Lizeth Cuahutle
El presidente municipal de Tetla, Giovanni Montiel, intenta presentar como avances las mesas de trabajo y la supuesta coordinación con autoridades federales, la realidad es que la carretera San Bartolo-Mena continúa siendo uno de los puntos más peligrosos del municipio, mientras los ciudadanos siguen esperando soluciones reales y no solamente discursos.
Habitantes y automovilistas han denunciado accidentes constantes, exceso de velocidad, falta de vigilancia y ausencia de infraestructura adecuada sin embargo, el gobierno municipal apenas reconoce públicamente la gravedad del problema después de los múltiples percances registrados en la zona que se caracteriza por ser peligrosa toda vez que es una vía de comunicación hacia Tlaxco y que contiene tránsito local y de carga hacia el estado de Puebla lo que la hace más peligrosa por qué reduce su acortamiento vial.
Lejos de asumir responsabilidad, el alcalde volvió a justificar la situación señalando que gran parte de las acciones dependen de la Federación, dejando claro que el municipio sigue sin capacidad para responder de manera inmediata ante una problemática que ya cobró vidas humanas y que mantiene en riesgo diario a miles de vehículos.
Mientras tanto, las únicas medidas inmediatas anunciadas por la administración son boyas, reductores de velocidad y señalética provisional, acciones que para muchos automóviles resultan tardías e insuficientes frente a la magnitud del problema.
A esto se suma que la presencia de la Guardia Nacional no es permanente y solamente opera por horarios, situación que evidencia la fragilidad de la estrategia de seguridad vial presumida por el ayuntamiento de Tetla.
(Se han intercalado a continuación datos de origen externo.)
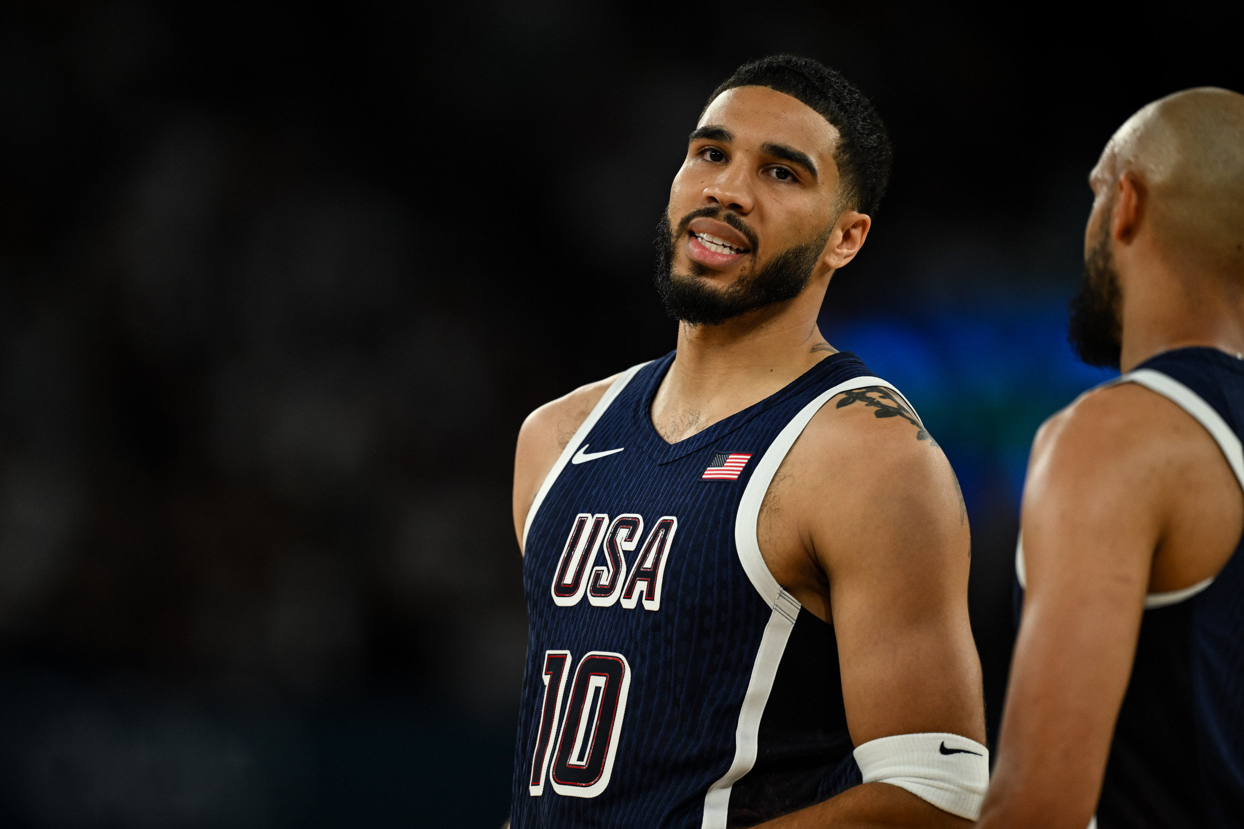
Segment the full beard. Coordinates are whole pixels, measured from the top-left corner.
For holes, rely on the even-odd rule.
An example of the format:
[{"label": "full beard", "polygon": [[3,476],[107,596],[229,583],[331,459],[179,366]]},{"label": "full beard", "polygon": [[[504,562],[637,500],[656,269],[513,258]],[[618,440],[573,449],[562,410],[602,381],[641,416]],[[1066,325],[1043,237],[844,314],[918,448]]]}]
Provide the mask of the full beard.
[{"label": "full beard", "polygon": [[[1110,226],[1108,216],[1102,226]],[[1080,290],[1069,303],[1067,342],[1088,365],[1118,368],[1123,346],[1122,307],[1118,271],[1110,251],[1110,236],[1103,232],[1085,256]]]},{"label": "full beard", "polygon": [[[735,280],[725,290],[710,287],[704,275],[709,268],[699,262],[692,262],[693,273],[675,273],[675,246],[683,237],[692,219],[715,214],[715,210],[697,210],[678,222],[678,232],[671,232],[668,211],[662,213],[657,225],[657,267],[653,283],[661,302],[669,316],[693,326],[720,326],[745,313],[775,306],[794,300],[812,278],[816,263],[821,259],[825,244],[830,239],[832,225],[820,239],[804,245],[787,247],[775,255],[764,267]],[[731,214],[722,216],[728,221]],[[734,225],[734,222],[728,222]],[[743,227],[736,227],[743,231]],[[751,254],[756,254],[755,235],[748,229]]]}]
Pese a ello, el edil insistió en responsabilizar principalmente a los conductores y a la falta de cultura vial, argumento que ciudadanos consideran una forma de deslindarse de las fallas de prevención, vigilancia y mantenimiento que durante años fueron ignoradas por las autoridades que le toca resolver y deslizarse de responsabilidades Tetla continúa enfrentando problemas básicos que siguen sin resolverse, como calles deterioradas, alumbrado deficiente, inseguridad en comunidades y escasa presencia policiaca.
Además, el propio Giovanni Montiel reconoció que la corporación municipal enfrenta constantes bajas de elementos y dificultades para contratar nuevos policías, dejando en evidencia las limitaciones reales del municipio para garantizar seguridad a la población.
Mientras el alcalde continúa apostando por discursos de coordinación y prevención, la realidad es que Tetla sigue sin ofrecer soluciones contundentes y los ciudadanos continúan transitando diariamente por una vialidad que permanece marcada por accidentes, riesgos y promesas incumplidas.